The above artwork is strange and bizarre, but an anxiety attack can be just as strange and bizarre. For as long as I can remember this particular vision would pop up out of nowhere. I say vision because it would happen while fully awake. I would be quietly sitting in math class and then, without any warning, I would be stuck between two elephants boxing. My heart would race and my head would throb with every punch that was thrown. As a child, I had no idea what was happening but I knew the elephants were not real, so I kept quiet about it. It was not real, so I did not have to address it.
The elephants would enter the arena with their satin robes draped over their massive shoulders. The crowd would start cheering and the first punch would be thrown POW!! The crowd would roar with excitement as I would cringe in fear of being trampled. WHAM!! my head would pound with the resonance of a timpani drum. BOOM. BOOM. BOOM. My heart would march along to the rhythmic tempo and accelerate as the cheering would get louder. Meanwhile, those sitting around me casually went on with the math lesson not knowing of the battle going inside of me.
These attacks would strike at some of the oddest moments. I could never be sure when the elephants would appear, but the one place they never appeared was when I was drawing, so the art room became my sanctuary and comfort.
Art to me is extremely therapeutic. There is a zen-like quality to immersing oneself into a creative state of mind. Allowing the emotion to ebb through and come out on to the canvas, paper, tablet, or the pixels of digital art, is a release of the anxiety that can get bottled up within. When my life gets chaotic or stressful and I don’t make time for my creativity to flow, that is when the elephants make their appearance and can stampede through my mind. Exercising the inner muse is my way of calming the herd of judgment and self-doubt that can accompany the anxiety.
I have a friend who is always scolding me for putting others before myself. He sees the destruction that happens to my soul and ultimately my art when I neglect myself. The anxiety builds up to the point where I feel trapped between two boxing elephants. That is the time to stop, take a moment, breathe, and realize that I am in control and not the elephants. I have the choice of crouching in fear or standing up and proclaiming myself as the champion in the ring.
Ahhhhhh. Disappointment, the gum on the shoe of every artist. Difficult to remove and a constant reminder of a step once taken. It clings to your soul and gives you a feeling of inadequacy. A nagging persistence that your art or even you are not good enough. It is a struggle that everyone must deal with from time to time. It has become a constant companion that is stuck to my shoe and I have learned to incorporate it into my walk. Every now and then it gets a little sticky, but most of the time it’s just an imbalance that needs to be corrected.
The artistic way of life is really quite masochistic. The muse inspires one to create, but the creation seldom measures up to what the mind has envisioned. Leaving an artist feeling disappointed, discouraged, disillusioned, and dejected. Then that artwork is put on display for all the world to judge. If the piece is accepted the brain is flooded with endorphins that will give the artist a temporary high. A high that is desperately sought after, to the point that rejection is the price that is willing to be paid in order to achieve a personal validation.

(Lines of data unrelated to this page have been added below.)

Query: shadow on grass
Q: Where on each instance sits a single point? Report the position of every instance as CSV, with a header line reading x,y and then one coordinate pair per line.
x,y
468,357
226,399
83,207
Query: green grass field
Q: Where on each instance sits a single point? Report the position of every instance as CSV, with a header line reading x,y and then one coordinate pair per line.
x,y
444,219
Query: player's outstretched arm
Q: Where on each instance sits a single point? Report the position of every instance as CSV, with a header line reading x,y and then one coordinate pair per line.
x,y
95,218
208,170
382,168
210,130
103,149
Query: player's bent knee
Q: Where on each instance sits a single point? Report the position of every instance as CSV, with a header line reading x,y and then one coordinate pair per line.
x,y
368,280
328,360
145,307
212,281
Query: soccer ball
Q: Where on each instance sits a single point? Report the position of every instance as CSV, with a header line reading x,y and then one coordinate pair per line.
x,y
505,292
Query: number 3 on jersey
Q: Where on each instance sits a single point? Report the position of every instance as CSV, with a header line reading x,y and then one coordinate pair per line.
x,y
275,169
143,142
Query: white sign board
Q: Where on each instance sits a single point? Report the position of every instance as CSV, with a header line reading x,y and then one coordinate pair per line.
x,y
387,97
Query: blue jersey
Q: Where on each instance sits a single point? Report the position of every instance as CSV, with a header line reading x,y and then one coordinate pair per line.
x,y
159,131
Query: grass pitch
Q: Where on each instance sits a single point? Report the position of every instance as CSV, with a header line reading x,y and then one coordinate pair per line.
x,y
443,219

This week I received another email that will be added to the collection of rejection letters in my file cabinet. (I keep thinking that someday I will make a collage of all of them). It felt like I had just stepped on a tarantula size wad of gum. No matter how much I tried to shake it off, it would not let loose. This was not the same as entering a juried art show where the judging was based on your work and whether or not it would fit in with the rest of the show. This felt personal. A judgment of me and who I am. No matter how many times I told myself, “It’s nothing personal.” It stuck to my soul as a constant reminder that I was not worthy. I would be happily preparing Thanksgiving dinner and then BAM! it would remind me and I would start crying. (The blessing was, I could blame the crying on cutting onions). It took a few days and a few bottles of wine to accept the fact that it wasn’t personal. It’s not that I wasn’t worthy, it’s simply that I wasn’t ready YET.
It is extremely tempting to give up and not submit oneself to rejection over and over again, but then there would never be that ultimate high of validation. That wondrous ecstasy of achievement that I strive for. If we let the disappointments fester an accumulate we become stuck and never move forward. Disappointments can fool you and stretch to make you feel like you are moving forward, but they will inevitably pull you back to where you were. I will scrape the gum from my shoe and leave a bit of the residue to harden, to remind me that life has its disappointments, it’s what we do with them that makes the difference. The important thing is to keep moving forward, that is the only way to arrive at where you are going.
Now then, please excuse me while I go to the store to purchase a pack of gum. I seem to have dropped mine.